The religion appears to have revolved around the ancient Thracian fertility figure ‘the Great Earth Mother’ – rather than the male gods who dominated classical Greece.  The Great Mother’s consorts, Castor and Pollux, were the patrons of seafarers; hence many people were attracted to become initiates of the religion.  

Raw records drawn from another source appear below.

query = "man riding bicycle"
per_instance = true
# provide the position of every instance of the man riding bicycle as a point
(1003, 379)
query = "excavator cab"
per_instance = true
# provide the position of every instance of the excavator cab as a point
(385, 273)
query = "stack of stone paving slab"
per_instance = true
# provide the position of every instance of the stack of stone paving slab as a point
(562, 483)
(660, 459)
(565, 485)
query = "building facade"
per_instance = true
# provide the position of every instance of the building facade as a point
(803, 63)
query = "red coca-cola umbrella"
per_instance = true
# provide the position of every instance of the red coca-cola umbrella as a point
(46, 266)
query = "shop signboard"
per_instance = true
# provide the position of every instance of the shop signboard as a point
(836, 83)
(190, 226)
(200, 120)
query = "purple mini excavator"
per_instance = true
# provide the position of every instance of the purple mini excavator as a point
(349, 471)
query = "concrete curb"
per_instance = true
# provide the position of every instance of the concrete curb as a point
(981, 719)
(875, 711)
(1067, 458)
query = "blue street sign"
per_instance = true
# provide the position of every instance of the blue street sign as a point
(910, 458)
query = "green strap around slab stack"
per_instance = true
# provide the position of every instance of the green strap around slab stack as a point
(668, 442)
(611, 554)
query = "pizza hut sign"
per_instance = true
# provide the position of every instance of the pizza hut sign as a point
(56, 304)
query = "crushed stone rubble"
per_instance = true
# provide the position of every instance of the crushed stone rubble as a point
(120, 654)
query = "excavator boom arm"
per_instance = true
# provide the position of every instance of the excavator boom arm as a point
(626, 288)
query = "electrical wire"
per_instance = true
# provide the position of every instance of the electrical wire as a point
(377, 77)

The museum houses those finds that were not spirited away by early explorers. Of these, the best known, ‘The Winged Victory of Samothraki’, was removed by the French in 1863 and now stands in the Louvre in Paris.   A modern metal sculpture of the ‘Victory’ stands on the quayside in Kamariotissa.  

 
Modern depiction of the Winged Victory of Samothraki


Above the site in a hollow is Samothraki, the principal village (the Chora) and capital of the island.  The attractive location of Thracian-style stone houses, some whitewashed, is dominated by a Genoan fort of which little survives other than its gates.  The village is very steep, so much so that our hired 50cc scooter couldn’t make it to the top of Chora.

 
Part of the Chora overlooking the sea and 
dominated by the ruins of a Genoan fort


By now we’d come to appreciate that the strong prevailing northerly winds of the Aegean blow with considerably less force in the north than in the south.  This is because the northerly wind, the Meltemi, is created as a consequence of a pressure gradient between the relatively stable high-pressure areas of the Balkans and the low-pressure areas of Cyprus.  Seas to the north Aegean escape the full force of a Meltemi since they lie marginally north of the front.

 
Met forecast showing weather front created in the Black Sea (top right) developing and moving southwest through the central Aegean – www.passageweather.com


ALEXANDROUPOLIS



While sailing close hauled into a NE 45 on our 6-hour passage from Samothraki to Alexandroupolis, there was little fetch and in consequence it was a fast and pleasant sail into the wind.   Not always the case! 

 
Helen ‘enjoying’ a sail into wind 
on our 49th wedding anniversary!


Alexandroupolis is named after King Alexander (born 1893) and not, as one might possibly have thought, Alexander the Great.  It is served by an international airport, motorways, railways and a large modern commercial and ferry port. Given its location and facilities, it is the centre for cross-border activity between Greece, Turkey and the Balkans.

 
ID moored on the quay at Alexandroupolis

It is a modern, attractive bustling city with a cosmopolitan atmosphere.  The city’s wealth is reflected in its shops, restaurants, bars and general ambience.

 
 Lunch at a seafront cafe-cum-ouzeri: mussels; octopus salad; fish with rice, and a platter of braised pork, cheese,aubergine dip and creamed feta
The city’s Ethnological Museum, which we came specifically to see, while relatively small, is said to be one of the finest in Greece. It is only 500m north of the port, in a small 1894 stone Neo-Classical building – an exhibit in itself. 

 
Listed building housing the
Ethnological Museum of Thrace


The museum features the history of the multi-cultural Thracian region in eastern Greece, of which the city was historically part of until it was partitioned in the 1920s between Greece, Turkey and Bulgaria.  Not surprisingly, just as the climate of the area is Balkan, rather than Mediterranean (i.e. cooler and less windy), so the people are of more Balkan origin.   The excellently presented exhibits, video footage, photographs and bi-lingual display boards bring to life what it was probably like before Partition.

 
Greek Thracian costumes


We now plan to travel west (hopefully with the prevailing wind) along the northern coast before eventually heading back south to Leros where we have flights to the UK booked for 20 November. We'll spend the winter in the UK before making our way back to Greece in early March 2019 – just before Brexit. 












1 comment:

  1. Dear Helen and Mike!
    Really enjoyed reading your blog, and are happy to hear that you are fine!
    Thank you and our best regards from Germany!